Risk, Resilience and Rights: Therapeutic Approaches to Working with Children, Families and Separated Young People who have Survived Torture
By Jocelyn Avigad and Tina Puryear, Freedom from Torture
Governments and regimes who torture people have very clear intentions. They carry out physical and psychological acts of violence against targeted individuals and families in order to break a person and fragment families and communities. And they do this to invoke such extreme fear and shame that victims and their families will remain silent.

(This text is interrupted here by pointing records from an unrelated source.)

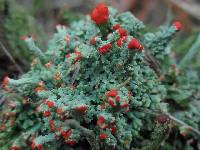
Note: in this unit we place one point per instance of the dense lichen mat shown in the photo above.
(90, 87)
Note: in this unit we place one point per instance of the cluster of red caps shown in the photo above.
(100, 15)
(113, 99)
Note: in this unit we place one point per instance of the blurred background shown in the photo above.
(38, 18)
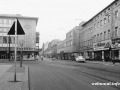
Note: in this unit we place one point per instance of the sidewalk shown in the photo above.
(7, 77)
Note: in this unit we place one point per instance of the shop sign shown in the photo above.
(102, 46)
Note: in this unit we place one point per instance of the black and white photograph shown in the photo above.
(59, 44)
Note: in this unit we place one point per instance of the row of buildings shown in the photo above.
(98, 38)
(27, 43)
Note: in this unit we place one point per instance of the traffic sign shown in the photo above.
(20, 30)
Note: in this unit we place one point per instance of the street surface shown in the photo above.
(70, 75)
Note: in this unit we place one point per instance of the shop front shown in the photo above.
(102, 51)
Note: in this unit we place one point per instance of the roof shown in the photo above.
(18, 16)
(100, 12)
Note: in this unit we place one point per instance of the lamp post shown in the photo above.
(9, 47)
(21, 45)
(112, 34)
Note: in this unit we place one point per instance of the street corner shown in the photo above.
(3, 69)
(8, 81)
(25, 82)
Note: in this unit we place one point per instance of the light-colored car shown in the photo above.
(80, 59)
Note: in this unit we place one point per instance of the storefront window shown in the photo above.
(4, 39)
(1, 40)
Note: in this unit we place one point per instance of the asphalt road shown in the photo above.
(61, 75)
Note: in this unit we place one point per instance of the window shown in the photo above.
(10, 21)
(116, 13)
(109, 34)
(105, 21)
(94, 26)
(4, 39)
(100, 36)
(116, 31)
(0, 39)
(94, 38)
(97, 37)
(9, 40)
(101, 23)
(0, 21)
(97, 24)
(4, 30)
(104, 35)
(108, 18)
(0, 29)
(5, 21)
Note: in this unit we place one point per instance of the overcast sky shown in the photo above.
(56, 17)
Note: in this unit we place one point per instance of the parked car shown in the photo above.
(80, 59)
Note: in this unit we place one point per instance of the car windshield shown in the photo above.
(81, 57)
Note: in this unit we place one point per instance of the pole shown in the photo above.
(21, 58)
(9, 47)
(15, 49)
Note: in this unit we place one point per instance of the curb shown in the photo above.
(25, 83)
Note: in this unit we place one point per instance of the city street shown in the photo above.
(70, 75)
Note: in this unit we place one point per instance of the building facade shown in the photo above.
(100, 35)
(26, 43)
(69, 48)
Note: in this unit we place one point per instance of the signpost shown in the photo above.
(21, 45)
(16, 29)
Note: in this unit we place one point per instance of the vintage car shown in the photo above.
(80, 59)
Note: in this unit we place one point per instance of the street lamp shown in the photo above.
(21, 45)
(112, 34)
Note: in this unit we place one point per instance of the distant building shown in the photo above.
(25, 42)
(100, 36)
(51, 50)
(69, 48)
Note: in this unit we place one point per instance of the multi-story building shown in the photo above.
(69, 47)
(26, 43)
(100, 34)
(51, 49)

Such was the case for Ali and his family who are survivors of torture and organised violence. In 2003, Ali was three-years-old when he claimed asylum in the UK together with his maternal grandmother and her two daughters (Ali’s aunts), then 10 and 19.
Before the Taliban seized power in Afghanistan, Ali lived in a close and stable extended family unit in which traditionally the younger adults (including Ali’s parents) worked and the older generation of women took responsibility for child care. This stability was shattered when the Taliban murdered and raped close family members and caused others to flee for their lives at a moment’s notice. In flight, Ali was separated from his parents and baby brother. Until December 2009, he feared they were dead.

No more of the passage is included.